いずれにしても、過去のデータの推移を踏まえずに、現在の日本の労働生産性が極めて低いと判断するのは、偏った政策提言や将来予想をもたらす。
日本独自の慣行などが低い労働生産性をもたらしているとの思い込みが、日本経済への誤った想像を膨らませる。そして「日本では在宅勤務が普及していなかったから、労働生産性が低かった」のだと、因果関係が確かではない考えにつながっているのかもしれない。
また、日本の伝統的組織しか経験したことがない論者ほど、硬直的とされる日本の組織に問題があるという、自虐的な認識を持つ傾向があるように見える。
そもそも経済全体の労働生産性の問題を、身近な事象だけで議論するのは本質から外れており、建設的な議論とは言い難い。コロナ禍があらわにしたのは、在宅勤務の効果ではなく、一部論者の誤った経済認識なのかもしれない。
米ヤフーやIBMはかなり前に在宅勤務抑制へ転換
実際のところ、在宅やリモート勤務の広がりが、日本全体の労働生産性にどう影響するかを判断するのは難しい。前述したように、多様な働き方をもたらすなど経済活動にとってポジティブな側面はあるが、コミュニケーションケーション不足などの問題から、かえって生産性低下を引き起こす可能性がある。

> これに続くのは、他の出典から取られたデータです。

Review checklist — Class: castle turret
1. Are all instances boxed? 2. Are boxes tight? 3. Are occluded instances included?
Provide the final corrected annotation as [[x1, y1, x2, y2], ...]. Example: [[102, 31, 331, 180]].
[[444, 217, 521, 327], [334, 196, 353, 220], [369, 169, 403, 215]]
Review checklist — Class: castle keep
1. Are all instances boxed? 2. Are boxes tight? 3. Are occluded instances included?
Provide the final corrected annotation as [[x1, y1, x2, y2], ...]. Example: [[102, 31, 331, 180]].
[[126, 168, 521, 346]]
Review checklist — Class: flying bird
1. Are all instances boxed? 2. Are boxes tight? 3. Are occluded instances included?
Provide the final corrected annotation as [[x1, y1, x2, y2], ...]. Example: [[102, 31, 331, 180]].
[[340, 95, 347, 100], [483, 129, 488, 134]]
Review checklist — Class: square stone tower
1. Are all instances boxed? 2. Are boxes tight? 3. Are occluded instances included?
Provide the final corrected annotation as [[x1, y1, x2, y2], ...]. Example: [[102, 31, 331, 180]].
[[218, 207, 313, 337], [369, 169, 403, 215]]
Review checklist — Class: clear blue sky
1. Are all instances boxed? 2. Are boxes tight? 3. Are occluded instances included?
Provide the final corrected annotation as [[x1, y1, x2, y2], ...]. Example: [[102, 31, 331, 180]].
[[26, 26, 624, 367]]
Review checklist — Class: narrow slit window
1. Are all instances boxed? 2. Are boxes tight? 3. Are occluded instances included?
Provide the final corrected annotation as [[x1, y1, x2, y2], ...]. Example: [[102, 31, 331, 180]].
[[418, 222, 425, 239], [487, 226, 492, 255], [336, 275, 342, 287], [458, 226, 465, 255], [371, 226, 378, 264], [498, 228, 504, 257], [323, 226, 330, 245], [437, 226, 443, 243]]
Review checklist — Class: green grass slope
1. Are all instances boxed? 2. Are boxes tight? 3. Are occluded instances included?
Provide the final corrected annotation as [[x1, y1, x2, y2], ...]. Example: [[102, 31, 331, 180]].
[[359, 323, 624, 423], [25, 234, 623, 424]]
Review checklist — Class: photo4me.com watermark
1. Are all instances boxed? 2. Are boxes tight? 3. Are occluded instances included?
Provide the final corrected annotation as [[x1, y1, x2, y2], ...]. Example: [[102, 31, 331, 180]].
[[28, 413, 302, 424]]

例えばすでにアメリカではヤフーが2013年に、IBMも2017年に、従来推進していた在宅勤務を抑制する方向に転じた。
それぞれの職種や職場環境など個別要因が大きいため、在宅勤務がどう企業の生産性に作用するかは、それぞれだろう。在宅勤務などの広がりが、日本経済全体の労働生産性にどう影響するかは難しいが、敢えて言えば筆者は労働生産性を低下させる可能性が高いと見ている。技術革新が進んだとしても、オフィスにおける勤務には生産性を高める効果が残るからである。